Managing household expenses often begins with understanding their key drivers—and electricity is a significant one. With energy costs fluctuating in recent years, it’s more important than ever for individuals to track their power usage and understand the factors influencing their monthly energy bills. In this blog, we explore five key contributors to rising electricity costs and share straightforward, actionable tips to help you reduce your bill, even as rates continue to climb.
1. Seasonal Changes in Energy Use
Energy use spikes during extreme temperatures—summer and winter—when heating and cooling systems run the most. Air conditioners in summer and heaters or heat pumps in winter are often the biggest energy users in a home.
To reduce energy use during peak seasons:
- Use a programmable thermostat to adjust temperatures automatically.
- Keep blinds closed during the hottest part of the day in summer.
- Seal any air leaks around windows and doors to keep heat or cool air inside.
Making small changes to how you manage your home’s climate can ease the strain on your wallet.
2. Appliance Efficiency and Usage Habits
Older appliances use more electricity than newer, energy-efficient models. Dishwashers, refrigerators, and washing machines over 10 years old could be unnecessarily increasing your bill.
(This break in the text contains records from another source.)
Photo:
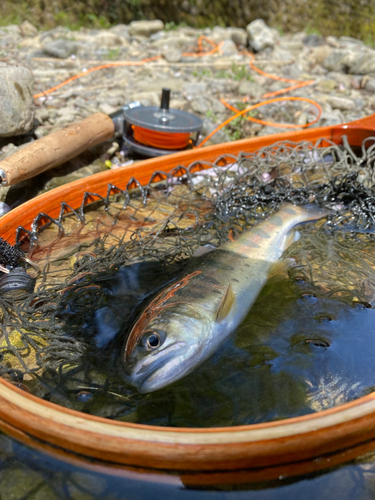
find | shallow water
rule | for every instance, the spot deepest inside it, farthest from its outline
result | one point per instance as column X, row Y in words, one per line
column 306, row 345
column 27, row 474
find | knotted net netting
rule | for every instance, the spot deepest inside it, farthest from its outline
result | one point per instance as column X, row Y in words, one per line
column 59, row 340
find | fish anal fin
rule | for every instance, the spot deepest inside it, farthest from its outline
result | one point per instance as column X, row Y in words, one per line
column 226, row 304
column 277, row 271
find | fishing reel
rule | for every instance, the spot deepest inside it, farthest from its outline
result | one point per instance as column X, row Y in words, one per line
column 155, row 131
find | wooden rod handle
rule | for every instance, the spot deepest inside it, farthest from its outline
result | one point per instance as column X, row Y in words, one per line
column 56, row 148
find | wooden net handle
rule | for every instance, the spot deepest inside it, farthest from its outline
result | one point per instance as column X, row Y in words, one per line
column 56, row 148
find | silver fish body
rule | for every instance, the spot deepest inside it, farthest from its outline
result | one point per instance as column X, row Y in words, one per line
column 187, row 322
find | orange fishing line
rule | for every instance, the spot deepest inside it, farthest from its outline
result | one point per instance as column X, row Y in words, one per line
column 165, row 140
column 161, row 140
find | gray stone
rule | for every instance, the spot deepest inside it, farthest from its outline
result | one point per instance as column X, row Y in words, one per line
column 340, row 60
column 60, row 48
column 201, row 105
column 370, row 85
column 121, row 30
column 238, row 35
column 261, row 36
column 107, row 108
column 217, row 138
column 172, row 55
column 251, row 89
column 28, row 29
column 195, row 88
column 16, row 100
column 145, row 28
column 107, row 39
column 363, row 64
column 229, row 48
column 313, row 40
column 291, row 45
column 342, row 103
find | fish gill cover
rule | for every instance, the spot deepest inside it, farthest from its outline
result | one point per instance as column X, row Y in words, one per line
column 103, row 263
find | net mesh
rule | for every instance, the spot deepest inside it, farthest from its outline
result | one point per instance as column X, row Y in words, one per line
column 49, row 343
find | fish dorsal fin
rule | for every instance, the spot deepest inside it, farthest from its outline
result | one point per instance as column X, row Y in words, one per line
column 290, row 238
column 226, row 304
column 278, row 268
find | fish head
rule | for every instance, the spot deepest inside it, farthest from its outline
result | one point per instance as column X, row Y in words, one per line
column 166, row 348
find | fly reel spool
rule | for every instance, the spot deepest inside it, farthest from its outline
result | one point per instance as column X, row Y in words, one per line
column 156, row 131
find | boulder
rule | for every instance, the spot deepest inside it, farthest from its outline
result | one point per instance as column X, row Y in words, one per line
column 238, row 35
column 340, row 60
column 16, row 100
column 363, row 64
column 261, row 36
column 28, row 29
column 145, row 28
column 60, row 48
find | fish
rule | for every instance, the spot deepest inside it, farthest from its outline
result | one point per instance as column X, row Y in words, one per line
column 193, row 316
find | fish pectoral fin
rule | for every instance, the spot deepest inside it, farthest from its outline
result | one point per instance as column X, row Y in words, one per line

Tips to cut down on appliance-related costs:
- Run washing machines and dishwashers only when full.
- Unplug appliances when not in use—yes, even that coffee maker.
- Replace incandescent bulbs with LEDs and turn off lights in unoccupied rooms.
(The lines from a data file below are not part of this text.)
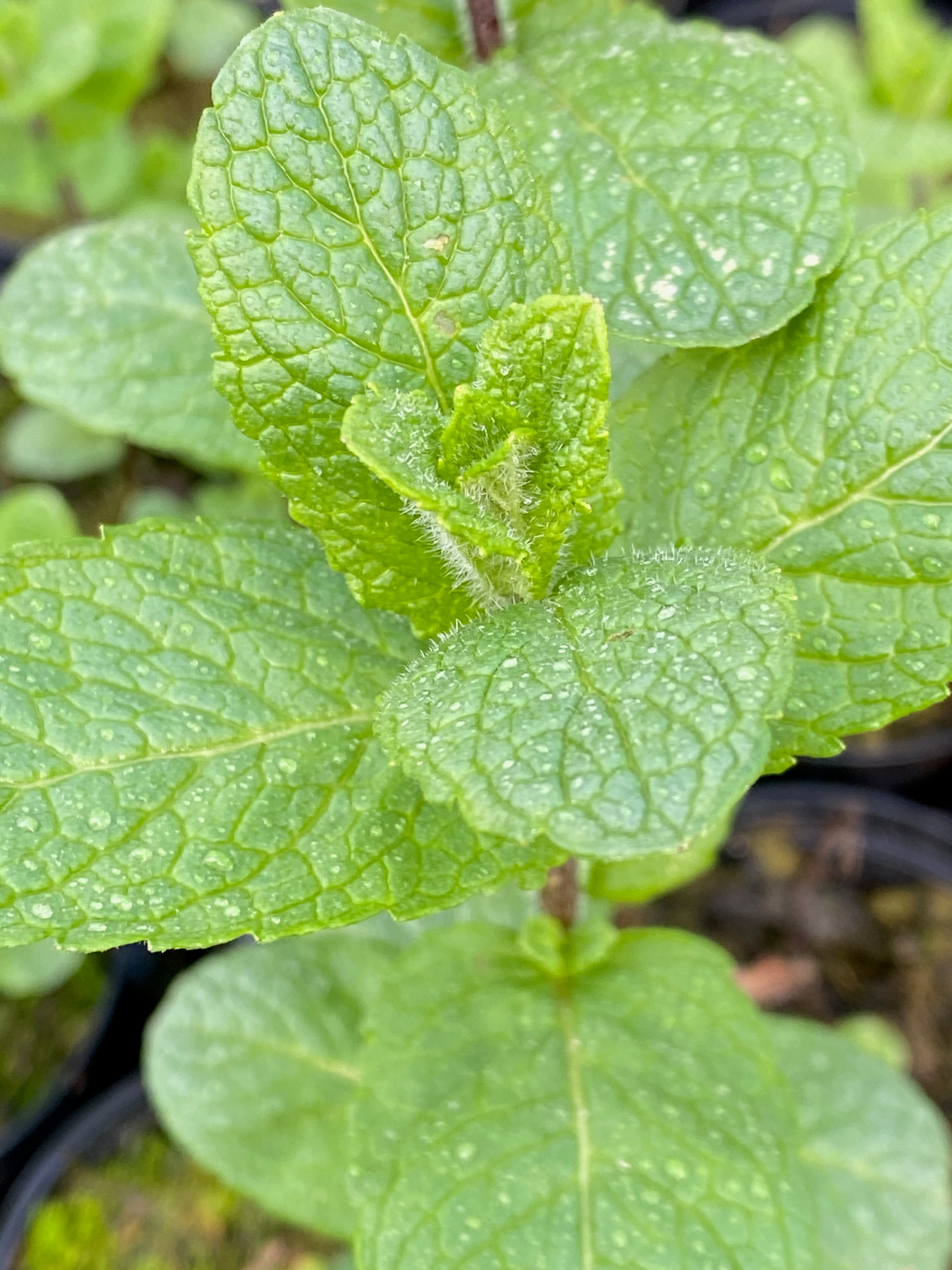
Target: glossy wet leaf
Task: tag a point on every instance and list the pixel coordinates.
(276, 1033)
(186, 747)
(631, 1117)
(704, 177)
(876, 1154)
(626, 714)
(346, 246)
(103, 323)
(827, 449)
(42, 445)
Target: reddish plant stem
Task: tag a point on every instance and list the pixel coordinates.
(560, 896)
(487, 28)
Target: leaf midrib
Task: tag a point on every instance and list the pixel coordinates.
(204, 752)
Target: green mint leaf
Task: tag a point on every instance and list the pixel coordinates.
(253, 1060)
(187, 752)
(36, 970)
(876, 1153)
(704, 177)
(48, 49)
(825, 448)
(632, 1117)
(625, 714)
(436, 26)
(103, 324)
(33, 513)
(344, 246)
(205, 33)
(44, 445)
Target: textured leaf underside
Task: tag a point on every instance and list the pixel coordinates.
(514, 1121)
(704, 176)
(103, 323)
(364, 219)
(828, 448)
(876, 1154)
(275, 1032)
(186, 747)
(624, 716)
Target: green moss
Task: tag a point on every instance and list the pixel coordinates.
(38, 1033)
(150, 1208)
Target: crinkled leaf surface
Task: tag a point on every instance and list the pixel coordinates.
(364, 219)
(186, 747)
(828, 449)
(252, 1063)
(876, 1153)
(704, 176)
(630, 1118)
(625, 714)
(103, 323)
(436, 26)
(44, 445)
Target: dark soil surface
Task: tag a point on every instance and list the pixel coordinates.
(38, 1034)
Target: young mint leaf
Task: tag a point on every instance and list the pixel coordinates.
(44, 445)
(876, 1153)
(33, 513)
(36, 970)
(253, 1061)
(437, 26)
(827, 449)
(344, 246)
(704, 177)
(626, 714)
(632, 1117)
(103, 324)
(187, 755)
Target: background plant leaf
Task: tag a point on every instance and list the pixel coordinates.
(343, 246)
(828, 449)
(702, 176)
(186, 748)
(624, 716)
(103, 324)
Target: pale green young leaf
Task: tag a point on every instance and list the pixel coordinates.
(44, 445)
(33, 513)
(36, 970)
(437, 26)
(187, 753)
(632, 1117)
(205, 33)
(704, 177)
(253, 1061)
(827, 449)
(626, 714)
(103, 323)
(876, 1154)
(346, 246)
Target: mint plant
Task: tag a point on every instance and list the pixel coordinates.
(522, 636)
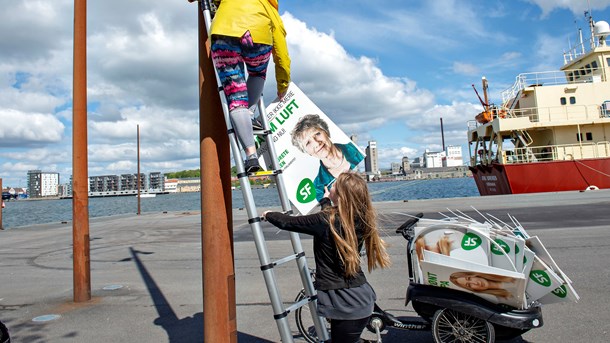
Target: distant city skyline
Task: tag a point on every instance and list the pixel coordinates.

Using energy-efficient habits and appliances helps cut down overall power consumption without compromising daily comfort.
3. Household Size and Lifestyle
Homes with more people use more electricity—more showers, laundry, and charging devices all add up. Similarly, lifestyles with more electronics or work-from-home setups can increase demand.
Here’s what can help:
- Set limits on screen time or electronics usage.
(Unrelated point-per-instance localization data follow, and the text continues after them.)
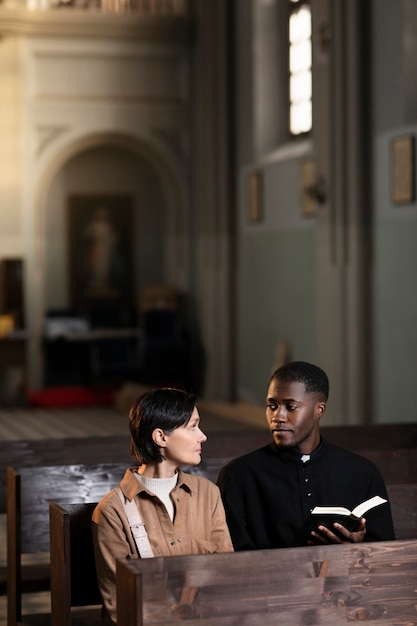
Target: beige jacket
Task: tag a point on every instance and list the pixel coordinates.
(199, 527)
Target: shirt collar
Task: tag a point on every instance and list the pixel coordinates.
(292, 455)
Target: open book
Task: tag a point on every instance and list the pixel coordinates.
(328, 515)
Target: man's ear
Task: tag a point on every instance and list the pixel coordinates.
(320, 408)
(159, 437)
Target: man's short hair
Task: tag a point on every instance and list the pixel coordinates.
(313, 377)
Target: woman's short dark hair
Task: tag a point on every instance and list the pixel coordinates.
(163, 408)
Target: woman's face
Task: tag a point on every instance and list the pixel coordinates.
(183, 444)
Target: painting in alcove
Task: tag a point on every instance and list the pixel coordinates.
(100, 256)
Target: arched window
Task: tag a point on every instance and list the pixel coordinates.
(300, 67)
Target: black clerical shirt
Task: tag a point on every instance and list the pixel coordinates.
(269, 492)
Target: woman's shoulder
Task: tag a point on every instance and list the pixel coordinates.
(196, 482)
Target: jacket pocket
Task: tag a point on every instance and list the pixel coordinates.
(201, 546)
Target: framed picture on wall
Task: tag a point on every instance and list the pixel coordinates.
(100, 251)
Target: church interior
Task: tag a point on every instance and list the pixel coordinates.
(178, 208)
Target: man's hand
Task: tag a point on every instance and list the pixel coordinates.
(324, 535)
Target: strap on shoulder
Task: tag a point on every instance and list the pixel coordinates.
(137, 526)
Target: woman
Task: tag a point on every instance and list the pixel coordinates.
(182, 513)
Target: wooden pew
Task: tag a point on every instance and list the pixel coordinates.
(96, 450)
(369, 440)
(372, 582)
(403, 500)
(72, 561)
(29, 492)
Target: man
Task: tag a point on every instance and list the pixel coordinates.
(269, 492)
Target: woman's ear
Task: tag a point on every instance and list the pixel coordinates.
(159, 437)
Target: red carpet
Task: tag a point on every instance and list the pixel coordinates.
(71, 396)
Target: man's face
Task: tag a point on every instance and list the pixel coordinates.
(293, 415)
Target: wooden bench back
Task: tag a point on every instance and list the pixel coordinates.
(403, 500)
(73, 570)
(29, 492)
(335, 584)
(374, 441)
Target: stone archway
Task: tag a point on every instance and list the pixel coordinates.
(85, 166)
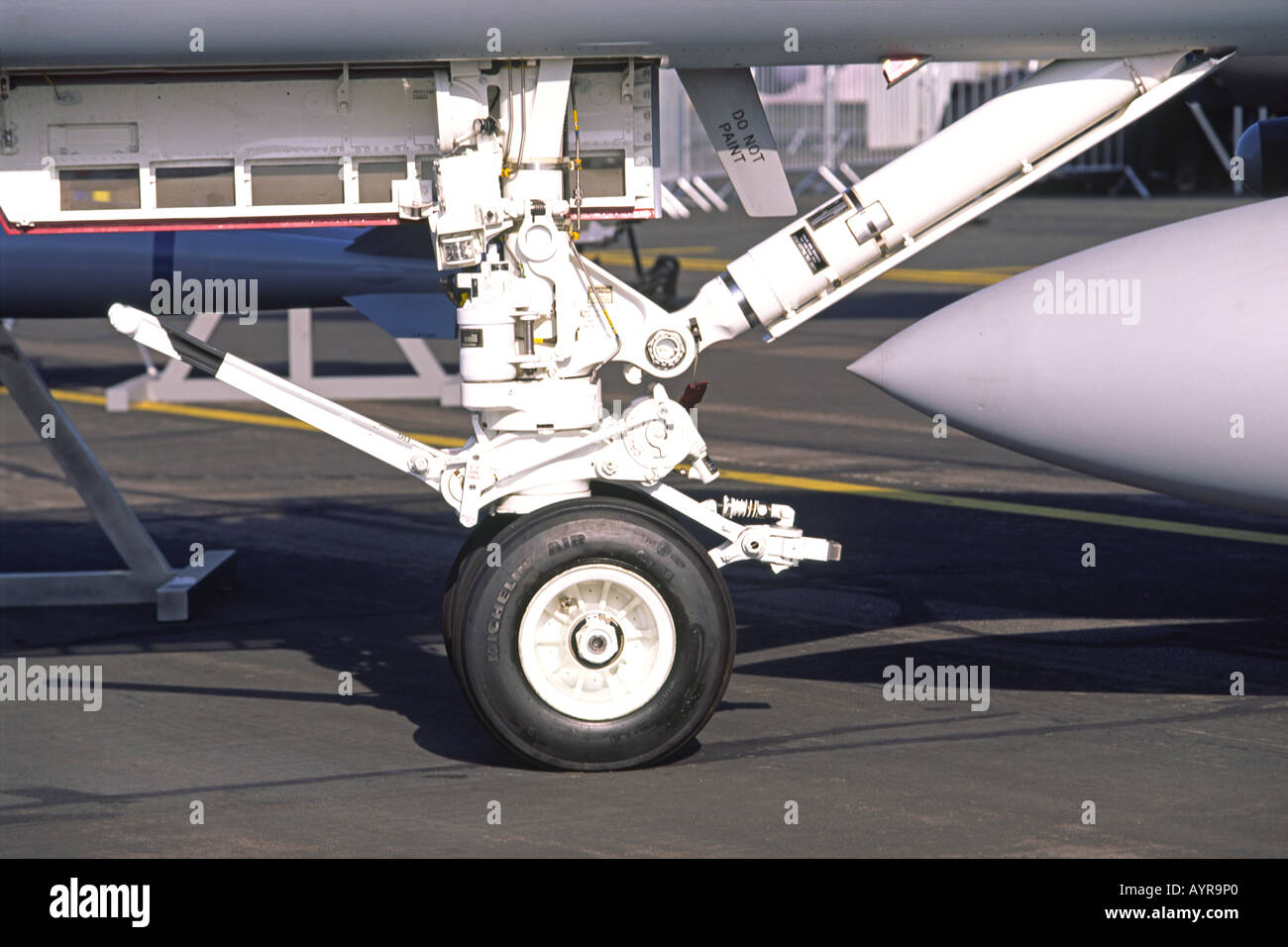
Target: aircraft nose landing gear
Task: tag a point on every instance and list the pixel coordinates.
(603, 639)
- Consolidate laundry loads and reduce the number of drying cycles.
- Encourage family members to adopt energy-conscious routines.
Even a few consistent changes across multiple family members can noticeably lower usage.
4. Rate Structure and Time of Use
Power rates depend on your utility provider and billing plan. Some offer time-of-use pricing, with higher costs during peak hours and lower costs off-peak.
Ways to save under this model:
- Shift high-energy tasks (like running the dryer) to evenings or weekends.
- Charge devices or electric vehicles overnight when rates may be lower.
- Learn your provider’s billing plan and adjust routines accordingly.
Understanding when you use electricity is just as important as how much you use.
5. Home Insulation and Structural Efficiency
Poor insulation forces heating and cooling systems to work harder. Drafty windows, thin walls, and unsealed ducts let air escape, wasting energy.
Here’s how to make your home more efficient:
- Add weather stripping to doors and windows.
- Insulate your attic or crawl spaces.
- Install ceiling fans to circulate air more efficiently.
Improving your home’s structure is a longer-term investment, but it pays off in the form of lower bills and a more comfortable living environment.
Conclusion
Rising Utah power rates may be out of your control, but your home’s energy efficiency isn’t. Small changes—like adjusting appliance use, upgrading to energy-efficient systems, or turning off lights—can make a big difference. Monitor your energy usage, check your bill for patterns, and make one change at a time. With a few mindful steps, you can cut costs and take control of your energy habits.